When Is Debt A Problem?

Debt is a tool to help businesses grow, but if a business is incapable of paying off its lenders, then it exists at their mercy. Ultimately, if the company can't fulfill its legal obligations to repay debt, shareholders could walk away with nothing. However, a more usual (but still expensive) situation is where a company must dilute shareholders at a cheap share price simply to get debt under control. Of course, the upside of debt is that it often represents cheap capital, especially when it replaces dilution in a company with the ability to reinvest at high rates of return. When we think about a company's use of debt, we first look at cash and debt together.

See our latest analysis for Sany Heavy Equipment International Holdings

What Is Sany Heavy Equipment International Holdings's Net Debt?

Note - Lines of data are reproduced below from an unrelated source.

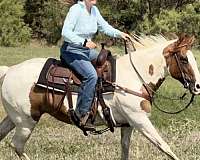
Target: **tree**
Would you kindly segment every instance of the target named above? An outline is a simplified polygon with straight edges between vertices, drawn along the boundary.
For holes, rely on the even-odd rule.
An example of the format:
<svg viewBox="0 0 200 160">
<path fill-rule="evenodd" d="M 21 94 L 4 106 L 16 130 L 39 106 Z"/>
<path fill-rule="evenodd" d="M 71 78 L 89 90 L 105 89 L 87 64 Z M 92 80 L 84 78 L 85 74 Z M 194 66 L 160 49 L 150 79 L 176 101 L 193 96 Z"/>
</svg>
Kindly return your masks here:
<svg viewBox="0 0 200 160">
<path fill-rule="evenodd" d="M 0 0 L 0 45 L 18 46 L 29 42 L 31 30 L 23 16 L 22 1 Z"/>
</svg>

As you can see below, at the end of June 2023, Sany Heavy Equipment International Holdings had CN¥6.67b of debt, up from CN¥4.02b a year ago. Click the image for more detail. But it also has CN¥8.37b in cash to offset that, meaning it has CN¥1.70b net cash.

debt-equity-history-analysis
SEHK:631 Debt to Equity History December 18th 2023

How Healthy Is Sany Heavy Equipment International Holdings' Balance Sheet?

We can see from the most recent balance sheet that Sany Heavy Equipment International Holdings had liabilities of CN¥18.5b falling due within a year, and liabilities of CN¥6.59b due beyond that. On the other hand, it had cash of CN¥8.37b and CN¥10.7b worth of receivables due within a year. So its liabilities total CN¥6.01b more than the combination of its cash and short-term receivables.

Sany Heavy Equipment International Holdings has a market capitalization of CN¥20.9b, so it could very likely raise cash to ameliorate its balance sheet, if the need arose. However, it is still worthwhile taking a close look at its ability to pay off debt. Despite its noteworthy liabilities, Sany Heavy Equipment International Holdings boasts net cash, so it's fair to say it does not have a heavy debt load!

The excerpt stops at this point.